When these same principles are applied to the orders here, which granted an application that a pending action proceed under the Divorce Code, it is clear that neither party is prevented by the transfer from presenting any claims or defenses that could have been presented under the Divorce Law. Appellant's claim that he is entitled to a divorce because of appellee's marital misconduct remains cognizable under section 201(a) of the Divorce Code. The only effect of the transfer is to add issues to the action, not to foreclose any. It is therefore evident that the orders here are not final orders.
Consistent with, and confirming, this conclusion is the fact that an order granting an application that a pending action proceed under the Divorce Code makes available the protection provided by section 403 of the Code against dissipation of marital property. Thus the order avoids inflicting any irreparable harm, in contrast with an order denying an application, which leaves what might later be determined to be marital property unprotected. As the possibility of irreparable harm indicates finality, so the absence of irreparable harm indicates lack of finality. Pugar v. Greco, supra; Gordon v. Gordon, supra.

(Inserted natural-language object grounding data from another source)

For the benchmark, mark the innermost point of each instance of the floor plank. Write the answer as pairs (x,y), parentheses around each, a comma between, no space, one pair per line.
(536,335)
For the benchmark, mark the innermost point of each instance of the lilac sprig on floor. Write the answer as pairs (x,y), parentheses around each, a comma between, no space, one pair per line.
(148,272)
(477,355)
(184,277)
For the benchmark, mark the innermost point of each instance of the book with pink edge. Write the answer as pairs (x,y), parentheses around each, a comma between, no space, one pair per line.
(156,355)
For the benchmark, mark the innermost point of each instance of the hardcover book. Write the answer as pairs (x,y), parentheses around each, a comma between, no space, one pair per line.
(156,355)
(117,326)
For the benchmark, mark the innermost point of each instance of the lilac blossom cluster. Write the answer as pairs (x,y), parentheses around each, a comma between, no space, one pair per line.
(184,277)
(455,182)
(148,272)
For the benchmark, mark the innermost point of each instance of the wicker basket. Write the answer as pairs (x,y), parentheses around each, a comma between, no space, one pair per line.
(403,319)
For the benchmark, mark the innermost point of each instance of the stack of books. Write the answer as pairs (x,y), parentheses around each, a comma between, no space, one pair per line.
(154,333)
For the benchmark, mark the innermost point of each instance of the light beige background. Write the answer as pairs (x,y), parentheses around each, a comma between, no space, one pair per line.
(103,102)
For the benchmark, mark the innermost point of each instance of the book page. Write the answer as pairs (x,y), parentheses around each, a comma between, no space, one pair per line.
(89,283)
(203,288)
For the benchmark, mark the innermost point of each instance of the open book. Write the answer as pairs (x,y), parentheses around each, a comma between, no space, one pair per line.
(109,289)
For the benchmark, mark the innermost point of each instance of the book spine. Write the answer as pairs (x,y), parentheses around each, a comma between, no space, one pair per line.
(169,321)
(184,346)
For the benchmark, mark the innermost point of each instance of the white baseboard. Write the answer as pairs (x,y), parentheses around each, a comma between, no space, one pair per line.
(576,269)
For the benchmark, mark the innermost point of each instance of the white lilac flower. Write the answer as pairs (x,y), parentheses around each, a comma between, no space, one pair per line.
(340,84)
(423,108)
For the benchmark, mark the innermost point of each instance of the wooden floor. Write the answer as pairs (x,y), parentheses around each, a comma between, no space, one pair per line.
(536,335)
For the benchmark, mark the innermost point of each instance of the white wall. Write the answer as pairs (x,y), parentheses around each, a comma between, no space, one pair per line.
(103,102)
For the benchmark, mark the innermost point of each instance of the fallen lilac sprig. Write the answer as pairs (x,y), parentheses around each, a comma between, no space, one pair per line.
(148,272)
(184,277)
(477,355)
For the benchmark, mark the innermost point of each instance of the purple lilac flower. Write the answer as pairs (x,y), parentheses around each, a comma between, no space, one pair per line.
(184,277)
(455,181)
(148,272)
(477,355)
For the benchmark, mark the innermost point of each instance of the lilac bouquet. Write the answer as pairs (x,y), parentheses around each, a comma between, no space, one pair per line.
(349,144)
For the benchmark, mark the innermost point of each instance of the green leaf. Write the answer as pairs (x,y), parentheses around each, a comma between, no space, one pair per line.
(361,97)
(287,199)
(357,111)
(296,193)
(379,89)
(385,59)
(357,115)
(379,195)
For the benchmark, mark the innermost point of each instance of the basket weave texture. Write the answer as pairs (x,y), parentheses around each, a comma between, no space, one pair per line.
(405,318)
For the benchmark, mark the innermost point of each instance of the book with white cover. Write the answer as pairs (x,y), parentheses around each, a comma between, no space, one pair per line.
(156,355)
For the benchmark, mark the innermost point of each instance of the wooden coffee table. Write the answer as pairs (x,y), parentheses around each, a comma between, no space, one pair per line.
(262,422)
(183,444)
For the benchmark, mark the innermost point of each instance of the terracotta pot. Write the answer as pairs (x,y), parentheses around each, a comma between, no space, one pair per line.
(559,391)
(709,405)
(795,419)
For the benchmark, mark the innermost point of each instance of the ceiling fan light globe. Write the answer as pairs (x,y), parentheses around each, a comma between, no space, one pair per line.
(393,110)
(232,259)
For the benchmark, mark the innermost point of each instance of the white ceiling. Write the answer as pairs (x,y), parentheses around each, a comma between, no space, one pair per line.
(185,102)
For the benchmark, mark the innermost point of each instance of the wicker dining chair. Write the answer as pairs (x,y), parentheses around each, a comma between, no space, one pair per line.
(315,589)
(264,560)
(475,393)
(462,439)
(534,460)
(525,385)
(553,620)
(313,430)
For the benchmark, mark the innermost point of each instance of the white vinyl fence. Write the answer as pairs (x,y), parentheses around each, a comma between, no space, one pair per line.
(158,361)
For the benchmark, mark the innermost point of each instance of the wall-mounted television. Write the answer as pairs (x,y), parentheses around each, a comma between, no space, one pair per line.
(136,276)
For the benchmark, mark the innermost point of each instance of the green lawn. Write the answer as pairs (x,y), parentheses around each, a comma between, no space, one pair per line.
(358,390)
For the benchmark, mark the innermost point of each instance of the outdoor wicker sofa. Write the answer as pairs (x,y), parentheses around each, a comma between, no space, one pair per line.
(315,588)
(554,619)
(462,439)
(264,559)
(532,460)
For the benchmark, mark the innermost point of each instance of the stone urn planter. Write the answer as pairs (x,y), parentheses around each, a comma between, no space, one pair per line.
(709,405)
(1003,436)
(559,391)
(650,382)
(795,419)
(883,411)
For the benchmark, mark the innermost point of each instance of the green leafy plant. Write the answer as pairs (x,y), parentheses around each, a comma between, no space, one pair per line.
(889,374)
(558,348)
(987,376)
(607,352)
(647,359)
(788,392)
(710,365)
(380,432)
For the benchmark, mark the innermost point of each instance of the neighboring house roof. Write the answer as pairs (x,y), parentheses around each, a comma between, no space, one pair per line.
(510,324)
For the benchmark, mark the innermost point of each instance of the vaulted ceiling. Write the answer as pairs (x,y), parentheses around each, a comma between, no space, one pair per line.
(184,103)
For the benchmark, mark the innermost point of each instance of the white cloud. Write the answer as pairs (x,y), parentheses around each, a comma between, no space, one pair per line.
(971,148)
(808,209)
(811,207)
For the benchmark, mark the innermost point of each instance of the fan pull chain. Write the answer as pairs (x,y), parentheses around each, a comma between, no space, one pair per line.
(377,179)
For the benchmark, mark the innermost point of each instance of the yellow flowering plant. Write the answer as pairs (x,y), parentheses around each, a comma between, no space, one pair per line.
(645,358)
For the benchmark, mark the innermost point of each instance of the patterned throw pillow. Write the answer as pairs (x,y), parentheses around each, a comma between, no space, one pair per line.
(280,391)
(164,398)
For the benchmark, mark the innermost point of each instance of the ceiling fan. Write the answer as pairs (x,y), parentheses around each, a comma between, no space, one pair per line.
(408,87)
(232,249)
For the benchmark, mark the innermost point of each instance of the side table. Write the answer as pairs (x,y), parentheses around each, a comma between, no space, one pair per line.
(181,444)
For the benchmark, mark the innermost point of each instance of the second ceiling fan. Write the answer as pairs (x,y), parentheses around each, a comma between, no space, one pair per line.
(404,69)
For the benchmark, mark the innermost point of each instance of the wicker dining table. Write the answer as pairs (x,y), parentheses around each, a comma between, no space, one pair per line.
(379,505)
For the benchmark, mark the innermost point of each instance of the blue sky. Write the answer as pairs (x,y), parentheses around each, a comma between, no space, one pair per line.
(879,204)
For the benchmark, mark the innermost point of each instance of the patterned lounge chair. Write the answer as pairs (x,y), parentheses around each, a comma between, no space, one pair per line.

No surprise should arise from our conclusion that an order denying an application that an action proceed under the Divorce Code is immediately appealable as a final order, see Gordon v. Gordon, supra, while an order granting such an application is not. Our practice has many examples of the appealability of an order being dependent on which way the lower court has ruled. Lower court orders granting preliminary objections, motions to suppress, or motions for summary judgment, may, depending on their scope, be appealable; orders denying the same motions are not appealable.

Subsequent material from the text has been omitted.